Pengertian Dysmenorrhoea

Dysmenorrhoea adalah gangguan menstruasi yang kerap dialami wanita sepanjang periode menstruasi. Pengertian dysmenorrhoea atau nyeri menstruasi adalah rasa kram pada bagian perut di bawah pusat yang dapat menjalar hingga ke punggung. Gangguan ini dapat pula merujuk pada keadaan terganggunya aliran menstruasi.

Sebenarnya, sangat wajar bagi wanita mengalami rasa nyeri saat haid, asal level nyeri yang dialami tidak sampai mengganggu aktivitas. Setidaknya, 10% wanita mengalami hal ini. Pengertian dysmenorrhoea dapat dibagi lagi ke dalam dua tipe, yakni dysmenorrhoea primer dan dysmenorrhoea sekunder.

Dysmenorrhoea Primer

Dysmenorrhoea primer disebut juga gejala kram menstruasi umum. Tipe dysmenorrhoea ini cenderung dianggap sebagai salah satu fase menstruasi. Kondisi dysmenorrhoea primer bukanlah disebabkan oleh suatu kondisi yang serius. Rasa sakitnya terasa di perut bagian bawah dan menjalar hingga punggung. Biasanya timbul enam bulan hingga satu tahun setelah menarche (menstruasi pertama). Dysmenorrhoea primer biasanya berjalan sesaat sebelum menstruasi hingga menstruasi hari ke-satu atau ke-tiga. Dysmenorrhoea primer adalah tipe yang paling umum dan dialami oleh 50% wanita.

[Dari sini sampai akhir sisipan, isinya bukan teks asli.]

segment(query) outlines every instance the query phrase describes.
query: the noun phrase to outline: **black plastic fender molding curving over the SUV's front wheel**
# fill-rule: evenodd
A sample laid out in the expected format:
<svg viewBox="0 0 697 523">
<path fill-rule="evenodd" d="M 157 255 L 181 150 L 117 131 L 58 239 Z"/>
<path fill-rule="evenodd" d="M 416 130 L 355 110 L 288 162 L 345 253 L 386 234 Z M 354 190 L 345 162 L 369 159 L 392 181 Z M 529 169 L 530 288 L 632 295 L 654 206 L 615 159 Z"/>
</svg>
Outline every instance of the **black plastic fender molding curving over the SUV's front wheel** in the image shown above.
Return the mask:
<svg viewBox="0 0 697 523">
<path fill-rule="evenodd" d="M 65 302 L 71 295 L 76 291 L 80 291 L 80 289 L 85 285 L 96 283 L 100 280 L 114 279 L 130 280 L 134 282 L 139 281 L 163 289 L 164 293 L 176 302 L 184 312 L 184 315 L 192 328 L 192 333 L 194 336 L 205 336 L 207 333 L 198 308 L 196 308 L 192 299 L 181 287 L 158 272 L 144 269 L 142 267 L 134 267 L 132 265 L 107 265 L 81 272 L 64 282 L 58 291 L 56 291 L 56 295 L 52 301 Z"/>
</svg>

Tipe ini dialami oleh wanita pada usia remaja dan rasa sakitnya akan menurun seiring bertambahnya usia, terutama setelah mengalami masa kehamilan.

Dysmenorrhoea Sekunder

Berbeda dengan tipe primer, dysmenorrhoea sekunder lebih sering dikaitkan dengan penyebab penyakit lain, seperti endometriosis dan fibroid uterinal. Nyeri yang timbul terasa sangat berat dan dapat berlangsung sepanjang periode menstruasi berjalan. Dalam kategori ini, dysmenorrhoea dianggap sebagai gejala dari penyakit ginekologi lain yang lebih serius. Untuk menanganinya, diperlukan bantuan tenaga medis hingga tindakan operasi. Dysmenorrhoea sekunder kerap menyerang wanita di usia dewasa, sekitar 20 tahun hingga 30 tahun. Dysmenorrhoea dianggap sebagai tipe sekunder bila rasa sakitnya berlebih dan mengganggu aktivitas sehari-hari.